It would be very useful if the CDR measurement was in good agreement between observers. An important diagnostic parameter should be very reproducible; however, there is a poor agreement on subjective assessment of the optic disc even among experts⁽¹³⁾. Therefore, standardized criteria must be developed for assessing glaucomatous optic disc damage⁽¹⁴⁾. Spaeth proposed a DDLS (Disc Damage Likelihood Scale), a method that focuses on the optic disc size and the region of the optic nerve that is actually undergoing damage (neuroretinal rim) using a scale of the narrowest rim disc ratio that simultaneously accounts for the overall size of the optic nerve⁽¹⁵⁾.

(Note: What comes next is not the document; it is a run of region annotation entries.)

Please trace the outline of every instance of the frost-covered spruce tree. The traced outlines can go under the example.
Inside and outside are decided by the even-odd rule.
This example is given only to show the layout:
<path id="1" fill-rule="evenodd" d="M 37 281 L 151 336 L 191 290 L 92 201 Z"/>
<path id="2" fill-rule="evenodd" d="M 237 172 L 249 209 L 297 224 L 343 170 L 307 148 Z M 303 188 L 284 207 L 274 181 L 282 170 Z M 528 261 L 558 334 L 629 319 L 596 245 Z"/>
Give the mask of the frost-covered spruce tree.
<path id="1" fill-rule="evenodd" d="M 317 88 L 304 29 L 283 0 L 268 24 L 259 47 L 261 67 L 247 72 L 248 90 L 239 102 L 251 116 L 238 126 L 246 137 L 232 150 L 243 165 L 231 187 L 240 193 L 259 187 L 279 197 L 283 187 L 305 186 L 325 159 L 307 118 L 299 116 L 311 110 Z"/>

The CDR classification method has significant problems, especially its poor reproducibility^(16-19). For example, some patients have small CDR ratios but significant visual field loss, whereas some have large CDR ratios with little visual field loss⁽²⁾. Finally, while the CDR is of some value in patients with concentric cupping⁽¹⁵⁾, it may be seriously misleading when the loss of the rim is limited to a single sector, as with a focal notch. In this latter situation, the CDR ratio may be recorded as small, but the disc and visual field may be badly damaged. Another problem with CDR classification is wide variability in optic disc morphology between individuals. Jonas et al. confirmed that there are healthy eyes with rather small optic discs and healthy eyes with very large optic discs, as concluded from their study on a South Indian population⁽²⁰⁾. Therefore, multiple studies have reported on different techniques to classify and measure the CDR. For example, Armaly proposed a useful classification system to describe the optic nerve, and this system exhibited a good correlation with visual field damage^(21-22). However, this classification system was limited by issues of focal rim narrowing and physiological variability based on the disc size^(16,23).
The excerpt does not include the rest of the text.